A mega-dorm disaster at UC Santa Barbara

This project, housing 4,500 students in windowless rooms, ignores their physical and emotional well-being

By Dennis McFadden

UC Santa Barbara has embarked on the development of a massive dormitory to house 4,500 students in a single, 11-story building. The project is being funded by a donor, Charles Munger, who is solely determining the design — notable not only for its extreme density but for its windowless bedrooms.

Like many architects, I have devoted my professional life to making buildings and places that try, incrementally, to improve our physical environment. Those of us who have had the privilege of working on college and university campuses also know the responsibility of balancing new with old, as well as aspirations with available funding. Student housing on campuses, like housing in general, carries the added responsibility to make places where life can unfold in multiple ways, places of emotional refuge that raise the spirit and dignify the individual.

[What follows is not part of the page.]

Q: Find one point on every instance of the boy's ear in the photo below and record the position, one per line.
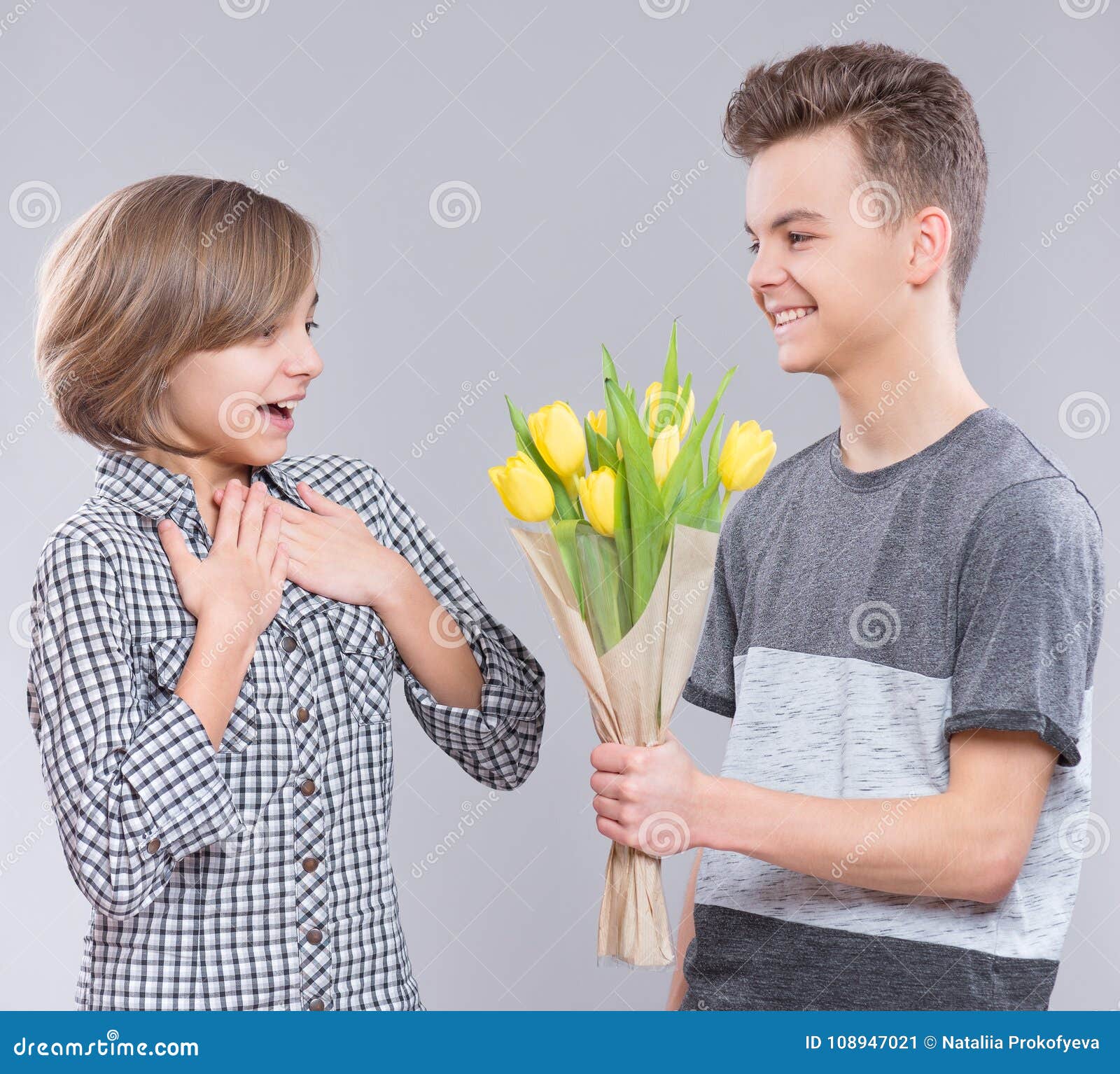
(933, 233)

Munger Hall is not one of those places. Each floor would house 512 students in a rectangle 20% larger than the entire field area of Dodger Stadium. This 1.68 million-square-foot building — with only two entrances — attempts to engineer social experiences by creating communal living rooms for groups of 64 students at the perimeter of the building while relegating the eight-person living units to the interior. These environments are sealed; there are no exterior windows in 94% of the single-occupancy bedrooms.

For students assigned to bedrooms in the center of the building, the experience would be comparable to living at second base and being forced to walk to the center-field wall to find out if it’s cloudy outside. Or, another analogy: living in a janitor’s closet buried in the center of an Ikea warehouse, with the closest window somewhere back at the entrance.

Windowless bedrooms are not an innovation. The New York Tenement House Act of 1901 was put in place in response to the unhealthy living conditions of the poorest residents of Manhattan and Brooklyn, where some 350,000 dwelling spaces existed without any opening to outside light and air. The act outlawed windowless quarters; modern building codes that evolved from it still require windows for natural light and ventilation to all habitable rooms.

The California Building Standards Code, though, allows building owners to apply for “Alternate Method of Compliance,” which in this case means using mechanical ventilation and electric lighting as a substitute for windows.

For most owners, this alternative would not be approved for housing. UC Santa Barbara, however, like each UC campus, is essentially its own building department. The campus can, with approval from the UC Board of Regents, make its own determination.

The real innovation of Munger Hall is that it exploits this provision in the building code — as some would exploit a loophole in tax law — and applies it at an unprecedented size and density.

The result is a packing of windowless living units, some up to 200 feet — two-thirds the length of a football field — from a view to the outside world.

What will be known as the largest college dorm in the world ignores research-based evidence identifying natural light, air and views of nature as necessary to our physical and emotional well-being, as well as basic principles of environmental sustainability. This total reliance on energy-consuming artificial environmental systems, 24 hours a day, 365 days a year, also means that the building is not passively habitable: In the event of a power outage, the entire building — all 4,500 residents — would have to be evacuated.

Munger Hall is an answer to the housing shortage and growth pressures currently facing the university. It is also an alien and destructive presence out of tune and out of scale with the rest of the campus. Worse, the building is a misguided experiment that will affect the health and safety of multiple generations of undergraduates who will be forced to negotiate the design’s gross miscalculations and unintended consequences — long after the story of how and why it came to be is forgotten.

But it is not built yet. Contrary to the perception being projected by the university and the donor, approval hurdles remain: an environmental impact report, review by the California Coastal Commission and review by the Board of Regents. Opportunities exist for public review and comment. The project will also come under further scrutiny by the campus fire marshal and building code compliance officials.

It’s not too late for the university and the leaders of the UC system to choose a better approach to student housing than the dangerous design of Munger Hall.

Dennis McFadden is an architect in Los Angeles and was a member of UC Santa Barbara’s design review committee for 15 years. He resigned from the committee in protest over the Munger Hall project.